You’ve just burned $50,000 where you’d expected profits of $350,000. I won’t add insult to injury by noting that operating costs are almost always underestimated, meaning that $250,000 actually ends up at $300,000. Oh — and there are those other pesky non-operating uses of cash, such as product development and working capital, which are common to most startups.

Venture capitalists see this pattern so frequently that they come to be skeptical, if not downright cynical, about aggressive sales plans that generate early profits. Most business owners who come to us for capital (and are first-time entrepreneurs) present a plan that shows need for only one round of finance that will result in break-even/profitability by the second year of operations, with no additional cash required to achieve the balance of their five-year business plan. This rarely happens.

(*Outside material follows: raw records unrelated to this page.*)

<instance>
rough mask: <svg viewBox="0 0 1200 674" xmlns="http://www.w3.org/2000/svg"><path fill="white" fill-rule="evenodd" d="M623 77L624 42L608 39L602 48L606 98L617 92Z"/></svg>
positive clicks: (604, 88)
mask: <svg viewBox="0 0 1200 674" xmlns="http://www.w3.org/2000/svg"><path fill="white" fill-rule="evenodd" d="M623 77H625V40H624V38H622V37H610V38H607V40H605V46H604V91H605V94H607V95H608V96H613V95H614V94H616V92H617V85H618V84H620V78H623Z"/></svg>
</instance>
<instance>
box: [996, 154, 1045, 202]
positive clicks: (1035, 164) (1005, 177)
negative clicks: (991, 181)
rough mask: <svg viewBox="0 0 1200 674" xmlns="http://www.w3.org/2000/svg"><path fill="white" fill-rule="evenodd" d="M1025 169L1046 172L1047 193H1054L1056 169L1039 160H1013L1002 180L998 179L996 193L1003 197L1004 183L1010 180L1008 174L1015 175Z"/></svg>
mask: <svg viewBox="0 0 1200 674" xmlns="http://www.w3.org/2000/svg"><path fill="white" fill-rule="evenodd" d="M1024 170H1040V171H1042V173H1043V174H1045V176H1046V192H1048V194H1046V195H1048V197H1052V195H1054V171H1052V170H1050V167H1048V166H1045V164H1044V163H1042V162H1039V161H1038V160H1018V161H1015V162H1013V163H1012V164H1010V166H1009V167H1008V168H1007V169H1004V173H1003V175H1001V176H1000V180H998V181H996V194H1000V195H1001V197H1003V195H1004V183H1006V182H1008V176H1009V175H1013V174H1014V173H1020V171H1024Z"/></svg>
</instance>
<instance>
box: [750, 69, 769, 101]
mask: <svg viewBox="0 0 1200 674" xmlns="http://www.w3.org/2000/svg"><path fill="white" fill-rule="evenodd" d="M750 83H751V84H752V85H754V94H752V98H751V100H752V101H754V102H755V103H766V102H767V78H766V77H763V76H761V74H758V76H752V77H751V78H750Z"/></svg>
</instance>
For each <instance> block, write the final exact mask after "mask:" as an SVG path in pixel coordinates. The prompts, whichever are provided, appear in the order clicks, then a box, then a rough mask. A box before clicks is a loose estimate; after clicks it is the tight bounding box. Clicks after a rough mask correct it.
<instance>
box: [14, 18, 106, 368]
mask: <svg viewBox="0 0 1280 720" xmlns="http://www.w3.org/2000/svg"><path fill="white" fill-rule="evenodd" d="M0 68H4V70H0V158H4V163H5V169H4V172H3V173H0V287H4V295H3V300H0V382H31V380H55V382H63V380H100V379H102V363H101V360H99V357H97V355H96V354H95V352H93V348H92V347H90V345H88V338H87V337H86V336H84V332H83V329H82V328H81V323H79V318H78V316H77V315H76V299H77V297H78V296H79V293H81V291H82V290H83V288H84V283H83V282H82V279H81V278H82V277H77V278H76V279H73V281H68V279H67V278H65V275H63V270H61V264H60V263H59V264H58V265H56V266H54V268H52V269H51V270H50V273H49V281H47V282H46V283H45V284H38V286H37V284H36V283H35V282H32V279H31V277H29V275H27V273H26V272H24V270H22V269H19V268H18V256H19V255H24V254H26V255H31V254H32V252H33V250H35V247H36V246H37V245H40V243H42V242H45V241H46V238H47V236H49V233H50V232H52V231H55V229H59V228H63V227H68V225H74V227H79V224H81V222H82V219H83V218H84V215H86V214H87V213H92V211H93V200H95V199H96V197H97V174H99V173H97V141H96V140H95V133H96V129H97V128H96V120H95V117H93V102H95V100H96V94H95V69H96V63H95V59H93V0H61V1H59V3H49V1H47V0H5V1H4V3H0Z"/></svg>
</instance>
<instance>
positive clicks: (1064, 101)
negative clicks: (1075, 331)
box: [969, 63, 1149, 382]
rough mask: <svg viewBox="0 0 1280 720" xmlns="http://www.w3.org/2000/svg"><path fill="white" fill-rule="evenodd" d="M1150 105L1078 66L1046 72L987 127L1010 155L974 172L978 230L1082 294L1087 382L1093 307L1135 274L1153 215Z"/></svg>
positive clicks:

More commonly, a company loses money for the first two to three years and needs multiple rounds of finance (typically, every 12 to 18 months) to get to the promised land of self-sufficiency.

Burning cash is not the problem. The real problem is one of realism in planning, born of inexperience on the part of the first-time entrepreneur — those who have been there before understand too well the cash dynamics of an early-stage growth venture.

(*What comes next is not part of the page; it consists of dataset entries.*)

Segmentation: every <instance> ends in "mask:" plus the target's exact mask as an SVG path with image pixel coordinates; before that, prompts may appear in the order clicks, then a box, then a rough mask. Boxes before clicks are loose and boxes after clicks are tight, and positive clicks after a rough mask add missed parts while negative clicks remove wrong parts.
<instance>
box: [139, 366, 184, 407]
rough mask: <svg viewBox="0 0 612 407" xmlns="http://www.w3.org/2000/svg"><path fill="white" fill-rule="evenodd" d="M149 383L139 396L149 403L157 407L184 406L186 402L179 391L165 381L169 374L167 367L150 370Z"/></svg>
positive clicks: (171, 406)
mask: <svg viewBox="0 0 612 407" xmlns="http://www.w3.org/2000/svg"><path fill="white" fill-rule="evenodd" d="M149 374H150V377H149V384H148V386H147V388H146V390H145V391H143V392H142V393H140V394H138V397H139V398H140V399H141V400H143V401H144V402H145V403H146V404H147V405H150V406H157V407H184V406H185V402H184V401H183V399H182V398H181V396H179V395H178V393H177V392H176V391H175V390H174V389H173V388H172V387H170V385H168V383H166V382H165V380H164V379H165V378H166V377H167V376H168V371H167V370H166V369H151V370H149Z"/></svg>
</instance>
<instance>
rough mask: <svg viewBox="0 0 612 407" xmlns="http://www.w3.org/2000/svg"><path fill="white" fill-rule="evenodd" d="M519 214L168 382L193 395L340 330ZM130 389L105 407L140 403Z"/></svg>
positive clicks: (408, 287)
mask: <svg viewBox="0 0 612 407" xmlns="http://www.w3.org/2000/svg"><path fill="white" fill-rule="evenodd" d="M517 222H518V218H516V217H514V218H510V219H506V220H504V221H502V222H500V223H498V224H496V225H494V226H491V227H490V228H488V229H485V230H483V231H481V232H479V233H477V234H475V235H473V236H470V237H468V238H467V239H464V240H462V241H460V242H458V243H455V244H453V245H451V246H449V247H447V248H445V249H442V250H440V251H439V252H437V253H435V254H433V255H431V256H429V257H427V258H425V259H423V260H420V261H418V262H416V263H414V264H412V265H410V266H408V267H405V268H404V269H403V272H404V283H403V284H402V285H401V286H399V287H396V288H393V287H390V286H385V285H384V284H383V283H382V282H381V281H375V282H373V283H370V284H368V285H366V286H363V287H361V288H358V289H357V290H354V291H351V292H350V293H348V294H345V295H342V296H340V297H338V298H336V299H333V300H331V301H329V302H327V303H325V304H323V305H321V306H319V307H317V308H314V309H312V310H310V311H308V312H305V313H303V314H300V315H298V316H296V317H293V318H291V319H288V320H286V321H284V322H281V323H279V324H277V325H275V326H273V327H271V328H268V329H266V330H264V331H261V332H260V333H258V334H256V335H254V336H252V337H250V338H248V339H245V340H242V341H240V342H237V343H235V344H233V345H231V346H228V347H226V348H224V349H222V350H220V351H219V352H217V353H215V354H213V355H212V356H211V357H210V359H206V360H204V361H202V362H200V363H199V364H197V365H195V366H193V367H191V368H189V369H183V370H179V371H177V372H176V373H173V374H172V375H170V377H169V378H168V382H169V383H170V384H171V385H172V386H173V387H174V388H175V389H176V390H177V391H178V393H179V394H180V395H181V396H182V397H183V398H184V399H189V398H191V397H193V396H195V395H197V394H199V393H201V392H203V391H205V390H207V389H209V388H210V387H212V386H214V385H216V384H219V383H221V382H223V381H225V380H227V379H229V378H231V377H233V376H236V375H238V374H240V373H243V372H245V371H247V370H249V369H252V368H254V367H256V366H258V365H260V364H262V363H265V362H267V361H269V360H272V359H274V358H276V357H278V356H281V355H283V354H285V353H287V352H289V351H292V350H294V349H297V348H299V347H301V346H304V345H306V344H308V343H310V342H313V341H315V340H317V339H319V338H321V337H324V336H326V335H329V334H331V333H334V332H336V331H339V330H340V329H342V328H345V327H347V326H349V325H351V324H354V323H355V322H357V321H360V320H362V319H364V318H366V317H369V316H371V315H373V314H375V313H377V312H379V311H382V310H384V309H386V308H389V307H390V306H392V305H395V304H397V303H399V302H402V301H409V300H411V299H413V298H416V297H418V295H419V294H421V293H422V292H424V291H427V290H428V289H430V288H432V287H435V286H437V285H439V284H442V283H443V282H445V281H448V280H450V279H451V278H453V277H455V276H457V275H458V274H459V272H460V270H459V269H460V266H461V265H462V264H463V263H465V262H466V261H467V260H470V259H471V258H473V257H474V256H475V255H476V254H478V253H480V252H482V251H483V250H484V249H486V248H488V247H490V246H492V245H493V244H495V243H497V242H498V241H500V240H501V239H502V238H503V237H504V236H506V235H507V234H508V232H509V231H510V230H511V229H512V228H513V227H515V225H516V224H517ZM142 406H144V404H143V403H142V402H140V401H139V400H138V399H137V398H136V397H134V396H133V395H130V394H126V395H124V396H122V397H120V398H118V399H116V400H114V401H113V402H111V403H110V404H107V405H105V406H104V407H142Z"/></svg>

You can avoid the biggest pitfalls by finding advisers in your target industry who have done something similar to your venture. Work with venture investors and small-business consultants early in your planning process and see if they’ll help you vet your plan for realism. Bring on team members who’ve had experiences that will help you avoid common pitfalls in business planning as relates to cash consumption.

Do all of these things and you’ll probably still run out of cash before you’d planned. Even experienced entrepreneurs miss sales plans and overspend against that illusory target. However, they know how to recognize the risk and to make adjustments accordingly. They also know how to work and communicate with their investors to help make them part of the solution.